Un ostacolo al compimento di tale maturazione, e quindi alla profonda e sincera accettazione dell’adozione come possibilità di divenire realmente genitori, è costituito dal rischio di attribuire maggior valore al figlio con legame di sangue confondendo  fecondità con generatività, tale rischio si accentua  dal momento che il bambino adottato porta sovente con sé lo stigma della diversità in quanto proveniente da realtà svantaggiate.
I coniugi adottivi in attesa, che hanno percorso la strada della crescita come genitori non “di sangue” ed elaborando la propria situazione, vivranno una “gravidanza mentale” molto più lunga di quelle biologiche.
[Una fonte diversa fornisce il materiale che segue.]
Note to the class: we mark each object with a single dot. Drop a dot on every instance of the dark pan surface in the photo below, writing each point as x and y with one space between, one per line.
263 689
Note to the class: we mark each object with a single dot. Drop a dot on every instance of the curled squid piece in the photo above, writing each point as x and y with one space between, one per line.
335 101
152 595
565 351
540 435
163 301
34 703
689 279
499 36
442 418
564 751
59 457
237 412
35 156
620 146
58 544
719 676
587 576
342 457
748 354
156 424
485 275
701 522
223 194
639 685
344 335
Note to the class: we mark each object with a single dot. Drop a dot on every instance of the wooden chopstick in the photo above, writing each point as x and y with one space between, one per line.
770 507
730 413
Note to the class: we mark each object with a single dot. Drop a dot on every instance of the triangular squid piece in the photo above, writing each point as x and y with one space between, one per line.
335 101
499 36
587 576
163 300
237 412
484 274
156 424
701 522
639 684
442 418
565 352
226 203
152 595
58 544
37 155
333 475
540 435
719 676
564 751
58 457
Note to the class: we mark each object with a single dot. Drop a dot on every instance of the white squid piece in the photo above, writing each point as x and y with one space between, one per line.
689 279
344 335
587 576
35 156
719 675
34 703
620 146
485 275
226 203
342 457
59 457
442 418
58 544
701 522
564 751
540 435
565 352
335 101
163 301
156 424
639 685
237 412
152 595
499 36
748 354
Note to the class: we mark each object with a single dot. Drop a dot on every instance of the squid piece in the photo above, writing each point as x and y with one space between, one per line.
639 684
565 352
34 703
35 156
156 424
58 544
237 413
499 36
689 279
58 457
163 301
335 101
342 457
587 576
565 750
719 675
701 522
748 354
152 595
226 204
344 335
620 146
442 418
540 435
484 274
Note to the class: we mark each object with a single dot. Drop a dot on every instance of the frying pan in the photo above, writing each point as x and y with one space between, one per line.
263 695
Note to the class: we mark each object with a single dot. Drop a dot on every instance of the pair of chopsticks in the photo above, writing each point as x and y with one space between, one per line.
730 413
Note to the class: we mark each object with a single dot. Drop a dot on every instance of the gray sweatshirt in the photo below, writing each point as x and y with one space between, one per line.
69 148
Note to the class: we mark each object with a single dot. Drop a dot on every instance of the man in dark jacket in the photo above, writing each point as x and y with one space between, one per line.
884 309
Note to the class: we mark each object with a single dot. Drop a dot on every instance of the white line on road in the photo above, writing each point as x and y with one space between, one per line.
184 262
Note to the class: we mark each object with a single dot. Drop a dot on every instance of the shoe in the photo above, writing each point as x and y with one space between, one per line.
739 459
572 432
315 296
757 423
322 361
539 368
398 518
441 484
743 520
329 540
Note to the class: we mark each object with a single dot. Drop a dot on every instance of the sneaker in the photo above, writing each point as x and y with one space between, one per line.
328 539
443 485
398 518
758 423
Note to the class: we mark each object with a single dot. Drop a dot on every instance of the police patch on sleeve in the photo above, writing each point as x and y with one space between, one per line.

Queste coppie infatti, definiscono i loro figli  come i “ figli del cuore”.
In questa lunga attesa, la coppia sperimenta molteplici vissuti, reagisce, immagina, sogna, cresce. Solo così, può realizzarsi il percorso che conduce ad una nascita diversa ma sana; che preserverà la nuova vita che arriva dall’avere la mera funzione di “riempimento” di una lacuna fra i genitori, o una missione “riparatrice” che creerebbe il limite di un’accettazione fisica e non psicologica del minore.

 

1) Ideale costruito da ogni individuo, a cui si aspira e rispetto al quale paragona il proprio stato attuale.

2) Funzione genitoriale, l’essere genitori.

3) Strategie di reazione agli eventi della vita.